You don’t provide any proof of this, just speculation, much of it based on massive oversimplifications (if I have time I’ll write up a full rebuttal). For example, RWKV is more of a nice idea that is better for some benchmarks, worse for others, than some kind of new architecture that unlocks greater overall capabilities.
I think you may underestimate the difficulty of the MATH dataset. It’s not IMO-level, obviously, but from the original paper:
Clearly this is not a rigorous evaluation of human ability, but the dataset is far from trivial. Even if it’s not winning IMO golds yet, this level of capability is not something I would have expected to see managed by an AI that provably cannot multiply in one step (if you had asked me in 2015).

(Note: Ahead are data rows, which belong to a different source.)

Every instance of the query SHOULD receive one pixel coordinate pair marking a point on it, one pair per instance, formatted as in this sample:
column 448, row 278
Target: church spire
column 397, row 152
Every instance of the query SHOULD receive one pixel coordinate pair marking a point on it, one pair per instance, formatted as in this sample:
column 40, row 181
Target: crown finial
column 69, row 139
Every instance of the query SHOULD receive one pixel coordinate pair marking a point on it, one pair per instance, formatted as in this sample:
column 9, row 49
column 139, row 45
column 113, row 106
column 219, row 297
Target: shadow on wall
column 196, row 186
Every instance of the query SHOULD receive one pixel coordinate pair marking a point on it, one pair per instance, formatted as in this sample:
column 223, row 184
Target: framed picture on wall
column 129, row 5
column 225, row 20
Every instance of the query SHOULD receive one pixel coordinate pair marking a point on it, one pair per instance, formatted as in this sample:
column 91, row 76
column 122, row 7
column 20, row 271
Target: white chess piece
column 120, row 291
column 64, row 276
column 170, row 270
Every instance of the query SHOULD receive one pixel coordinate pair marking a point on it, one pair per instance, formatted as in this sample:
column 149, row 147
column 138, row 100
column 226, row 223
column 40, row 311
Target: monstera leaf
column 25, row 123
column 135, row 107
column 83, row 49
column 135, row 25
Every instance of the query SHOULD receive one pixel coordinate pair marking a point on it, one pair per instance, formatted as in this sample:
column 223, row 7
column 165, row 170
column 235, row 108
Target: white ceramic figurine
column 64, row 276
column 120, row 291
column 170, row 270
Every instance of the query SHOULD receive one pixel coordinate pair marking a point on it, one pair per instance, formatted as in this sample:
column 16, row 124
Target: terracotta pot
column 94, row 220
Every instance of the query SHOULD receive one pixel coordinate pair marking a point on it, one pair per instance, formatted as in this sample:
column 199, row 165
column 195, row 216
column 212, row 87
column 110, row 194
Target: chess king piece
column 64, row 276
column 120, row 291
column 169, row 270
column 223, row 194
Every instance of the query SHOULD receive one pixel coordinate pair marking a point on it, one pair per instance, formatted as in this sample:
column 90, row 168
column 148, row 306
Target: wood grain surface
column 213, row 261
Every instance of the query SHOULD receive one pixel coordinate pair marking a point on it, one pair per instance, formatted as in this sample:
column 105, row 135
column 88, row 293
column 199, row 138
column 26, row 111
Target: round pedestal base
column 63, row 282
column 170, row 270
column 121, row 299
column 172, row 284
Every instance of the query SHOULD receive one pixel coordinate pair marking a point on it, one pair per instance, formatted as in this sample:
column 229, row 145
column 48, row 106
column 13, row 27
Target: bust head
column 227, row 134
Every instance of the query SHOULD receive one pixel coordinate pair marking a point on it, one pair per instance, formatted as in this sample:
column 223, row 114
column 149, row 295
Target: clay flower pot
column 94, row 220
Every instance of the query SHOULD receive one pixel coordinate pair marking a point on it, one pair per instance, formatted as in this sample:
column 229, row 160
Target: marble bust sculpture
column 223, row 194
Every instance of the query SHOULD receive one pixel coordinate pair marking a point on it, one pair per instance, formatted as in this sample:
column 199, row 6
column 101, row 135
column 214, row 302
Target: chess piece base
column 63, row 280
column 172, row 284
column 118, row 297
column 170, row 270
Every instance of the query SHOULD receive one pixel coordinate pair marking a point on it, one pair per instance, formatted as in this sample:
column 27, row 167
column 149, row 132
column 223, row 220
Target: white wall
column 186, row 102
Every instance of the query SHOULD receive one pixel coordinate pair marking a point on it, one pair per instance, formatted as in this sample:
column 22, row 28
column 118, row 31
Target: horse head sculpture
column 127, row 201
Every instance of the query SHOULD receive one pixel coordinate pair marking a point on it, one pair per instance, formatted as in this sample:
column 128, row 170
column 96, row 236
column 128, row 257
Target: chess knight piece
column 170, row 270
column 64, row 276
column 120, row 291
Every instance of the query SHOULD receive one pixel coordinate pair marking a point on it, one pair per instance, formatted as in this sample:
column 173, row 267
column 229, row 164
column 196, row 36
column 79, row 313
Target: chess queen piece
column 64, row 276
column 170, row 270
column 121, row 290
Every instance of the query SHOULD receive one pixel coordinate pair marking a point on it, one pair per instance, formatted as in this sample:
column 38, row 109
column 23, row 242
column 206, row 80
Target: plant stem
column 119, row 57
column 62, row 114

{Edit: to further support that this level of performance on MATH was not obvious, this comes from the original paper:
Further, I’d again point to the hypermind prediction market for a very glaring case of people thinking 50% in MATH was going to take more time than it actually did. I have a hard time accepting that this level of performance was actually expected without the benefit of hindsight.}
It was not targeted at time complexity, but it unavoidably involves it and provides some evidence for its contribution.
I disagree that I’ve offered no evidence- the arguments from complexity are solid, there is empirical research confirming the effect, and CoT points in a compelling direction.
I can understand if you find this part of the argument a bit less compelling. I’m deliberately avoiding details until I’m more confident that it’s safe to talk about. (To be clear, I don’t actually think I’ve got the Secret Keys to Dooming Humanity or something; I’m just trying to be sufficiently paranoid.)
I would recommend making concrete predictions on the 1-10 year timescale about performance on these datasets (and on more difficult datasets).